What you need to know about chromium and chromium picolinate photo Laurent Jean Philippe / Flickr

A few facts about chromium
Chromium is crucial for the insulin hormone proper functioning, it can be found in cheese, processed meats, brewer’s yeast, whole grains and calf liver. Recently, chromium has been recommended for dieters, bodybuilders and athletes as it is believed to help the body process carbohydrates and fats. On the market chromium is available in various forms, one of them is chromium picolinate. It is a combination of chromium and picolinic acid.

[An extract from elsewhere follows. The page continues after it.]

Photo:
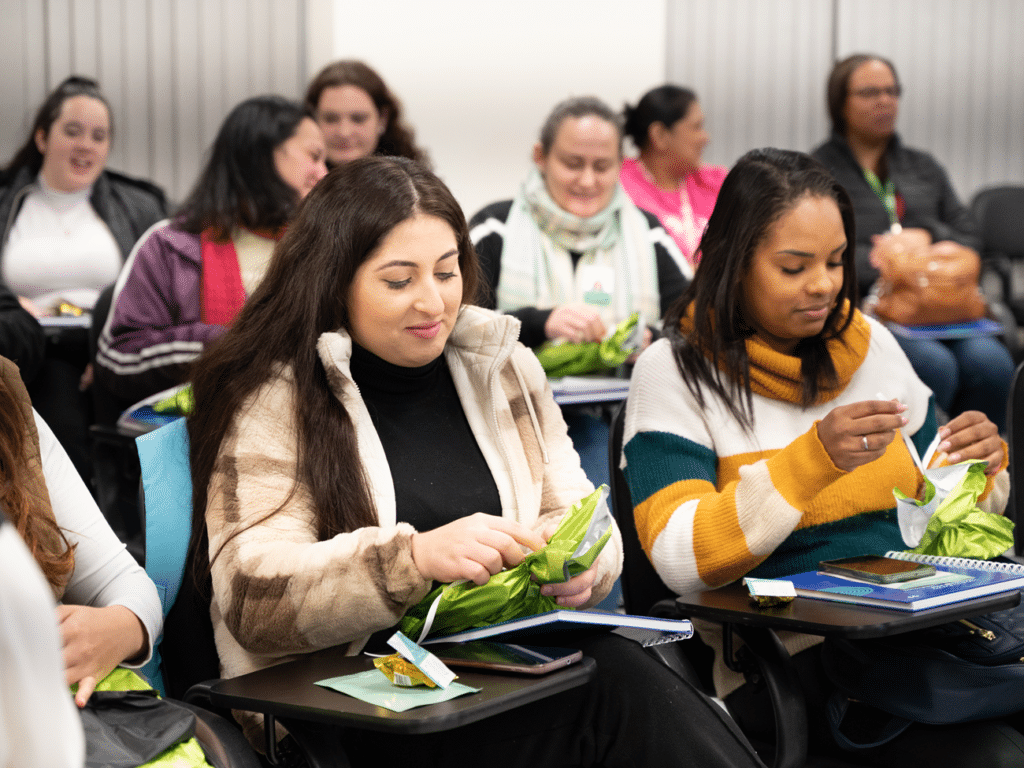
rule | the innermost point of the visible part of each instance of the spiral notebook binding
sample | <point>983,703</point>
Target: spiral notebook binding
<point>957,562</point>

What are the chromium picolinate benefits?
Chromium picolinate is a nutritional supplement, recommended for chromium deficiency prevention and treatment. It is one of the most popular forms of chromium available on the market, as it is easily absorbed by the body. The most well-known chromium picolinate benefits are connected with the role of chromium in the normal body functioning. It is important in the functioning of insulin, helps processing blood sugar fuel, fats and carbohydrates, might help with obesity by lessening appetite. What is more, there is a relationship between chromium picolinate and building lean muscle mass. However, to ensure safety chromium picolinate should not be taken in amounts larger than 1.6 miligrams per day. Otherwise, side effects such as nausea, vomiting, nosebleed, headache or tiredness are possible.

Chromium picolinate and weight loss
Chromium picolinate is promoted as a great help for anyone trying to lose weight. It is supposed to increase metabolism, burn fats, shrink your appetite and reduce cravings, for example for sweets, which is how it can lead to weight loss. It works by sensitizing the glucostat in the brain. Glucostat is responsible for monitoring sugar availability and telling the body whether we are hungry or not. Chromium picolinate also sensitizes muscle to insulin, helping to burn more fat. Chromium picolinate contributes to weight loss by metabolism stimulation – it aides the heat producing effects of insulin, the levels of which are used as an index of the availability of food calories.